Oil prices might be facing a bit of headwind from the OPEC report, though nothing really new is on the takeaway. Crude already made its way back up above the 200-day Simple Moving Average (SMA) at $77.98 and breached the key level of $78 briefly. Should the OPEC report bear an upbeat surprise on the consumption of Oil or the adherence to the current supply cuts, Crude could rally towards $80 quite easily. 

Oil bulls still clearly see more upside potential seeing the spreads on Oil futures in favour of bullish bets. The break above $80 though does not seem to be taking place that easily, and $86 is appearing as the next cap. Further up, $86.90 follows suit before targeting $89.64 and $93.98 as top levels. 

On the downside, the 100-day and the 55-day Simple Moving Averages (SMA) are near $75.71 and $75.31, respectively. Add the pivotal level near $75.27, and it looks like the downside is very limited and well-equipped to resist the selling pressure. 
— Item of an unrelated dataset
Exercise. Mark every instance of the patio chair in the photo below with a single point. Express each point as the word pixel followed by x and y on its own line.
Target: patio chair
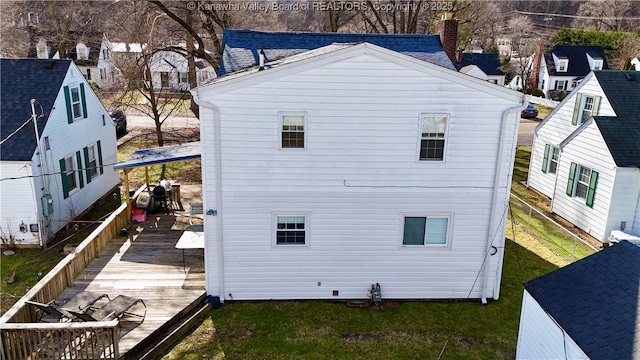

US WTI Crude Oil: Daily Chart

WTI Oil FAQs

WTI Oil is a type of Crude Oil sold on international markets. The WTI stands for West Texas Intermediate, one of three major types including Brent and Dubai Crude. WTI is also referred to as “light” and “sweet” because of its relatively low gravity and sulfur content respectively. It is considered a high quality Oil that is easily refined. It is sourced in the United States and distributed via the Cushing hub, which is considered “The Pipeline Crossroads of the World”. It is a benchmark for the Oil market and WTI price is frequently quoted in the media.

Like all assets, supply and demand are the key drivers of WTI Oil price. As such, global growth can be a driver of increased demand and vice versa for weak global growth. Political instability, wars, and sanctions can disrupt supply and impact prices. The decisions of OPEC, a group of major Oil-producing countries, is another key driver of price. The value of the US Dollar influences the price of WTI Crude Oil, since Oil is predominantly traded in US Dollars, thus a weaker US Dollar can make Oil more affordable and vice versa.

The weekly Oil inventory reports published by the American Petroleum Institute (API) and the Energy Information Agency (EIA) impact the price of WTI Oil. Changes in inventories reflect fluctuating supply and demand. If the data shows a drop in inventories it can indicate increased demand, pushing up Oil price. Higher inventories can reflect increased supply, pushing down prices. API’s report is published every Tuesday and EIA’s the day after. Their results are usually similar, falling within 1% of each other 75% of the time. The EIA data is considered more reliable, since it is a government agency.

OPEC (Organization of the Petroleum Exporting Countries) is a group of 13 Oil-producing nations who collectively decide production quotas for member countries at twice-yearly meetings. Their decisions often impact WTI Oil prices. When OPEC decides to lower quotas, it can tighten supply, pushing up Oil prices. When OPEC increases production, it has the opposite effect. OPEC+ refers to an expanded group that includes ten extra non-OPEC members, the most notable of which is Russia.